Bazen kendi kendimle konuşuyorum farkında olmadan. Sanki bedenimde iki kişi var. Birisi sürekli beni suçluyor, sen işe yaramazsın, artık hiç bir şeye gücün yetmiyor, çocuğuna bile koşamadın, evi bile idare edemiyorsun, maddi manevi yeniden başlaman gerekirken sen yerine çakılıyorsun, her seyi yarım bıraktın işini bile... Sonra sesli bir şekilde gücüm yetmiyor, çocukları bırakıp tekrar çalışamam, ölecekler. Tamam dışarda çalışamıyorum ama evden kendi işimi kuracağım dünyanın sonu değil ya. En azından çocuklarım benden BAŞKA BİR BİNADA kalmaz aynı binada oluruz. Bırak artık beni, sus artık diyorum.

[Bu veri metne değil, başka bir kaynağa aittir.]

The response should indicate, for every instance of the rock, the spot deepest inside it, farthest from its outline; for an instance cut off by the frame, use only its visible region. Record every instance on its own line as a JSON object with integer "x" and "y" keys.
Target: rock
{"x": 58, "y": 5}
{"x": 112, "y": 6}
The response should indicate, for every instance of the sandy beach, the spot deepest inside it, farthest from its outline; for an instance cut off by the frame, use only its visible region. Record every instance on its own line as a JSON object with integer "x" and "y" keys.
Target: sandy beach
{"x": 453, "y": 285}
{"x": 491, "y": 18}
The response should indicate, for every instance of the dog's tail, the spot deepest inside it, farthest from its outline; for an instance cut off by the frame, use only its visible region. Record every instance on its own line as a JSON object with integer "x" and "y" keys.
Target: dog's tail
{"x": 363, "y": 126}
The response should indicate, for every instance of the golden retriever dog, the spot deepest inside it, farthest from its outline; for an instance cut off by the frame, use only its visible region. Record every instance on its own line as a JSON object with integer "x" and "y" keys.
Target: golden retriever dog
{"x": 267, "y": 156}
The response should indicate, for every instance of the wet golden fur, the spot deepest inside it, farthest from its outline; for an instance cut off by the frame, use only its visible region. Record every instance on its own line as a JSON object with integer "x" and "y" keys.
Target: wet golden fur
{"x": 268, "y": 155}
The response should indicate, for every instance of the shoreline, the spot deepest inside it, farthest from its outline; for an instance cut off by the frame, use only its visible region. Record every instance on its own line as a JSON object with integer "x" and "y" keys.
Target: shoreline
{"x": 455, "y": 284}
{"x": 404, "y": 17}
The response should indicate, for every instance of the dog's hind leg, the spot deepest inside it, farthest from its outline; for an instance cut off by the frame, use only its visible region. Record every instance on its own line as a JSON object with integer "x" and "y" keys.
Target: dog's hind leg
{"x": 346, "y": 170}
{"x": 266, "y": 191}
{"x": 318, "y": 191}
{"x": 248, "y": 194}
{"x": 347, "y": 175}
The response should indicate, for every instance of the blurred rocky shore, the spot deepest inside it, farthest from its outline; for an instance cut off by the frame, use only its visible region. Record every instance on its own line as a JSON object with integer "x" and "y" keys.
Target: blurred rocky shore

Bazen karşımda eşim varken oluyor. Konuşurken gözümü kapatıyorum, eşimi unutuyorum. Gözlerimi açınca eşimin karşımda üzgün bir ifadeyle bana baktığını görüyorum.
Bana "Bak calışmadığım zamanlarda sana ev işinde yardımcı olayım ama benden mükemmeli bekleme ben temizlikten anlamam. Yapmaya kalkıyorum benden, senin gibi detaylı bir temizlik bekleme (eski halim) söyleniyorsun ben de sinirleniyorum. Eski standartımızda olamayız madden ama bak ben çalışıyorum. Sen de evden destek olacaksan bunada tamam. İşe dön diyemem ama lütfen çalışıp kafa dağıtacaksan hangi sektörde bunu yapacağını belirle. Deneyimin yok ve bunun stresinide yaşıyorsun. Sana yol gösterecek, e ticaretle uğraşan kişilerden fikir al, konuş en azından kendine bir yol çizersin. Bu şekilde ev umrumda değil ama çocukla iyi bir ebeveyn olamayacaksın. Artı olarak çok agresiflestin. Eski seni tanımasam idare etmem ama o güçlü, başarılı, hırslı, benim yerimi bile dolduran kadın elbet yeniden doğacak. Geçici bir sürec diye umuyorum diyor. Sanırım iyi bir eşte değilim artık. Bazen normalim ama çoğunlukla bir tuhafım. %25 eski halim %75 anormal halimdeyim.
Uzun oldu biraz ama gerçekten sizlerin fikir, öneri, yol göstermelerine ihtiyacım var.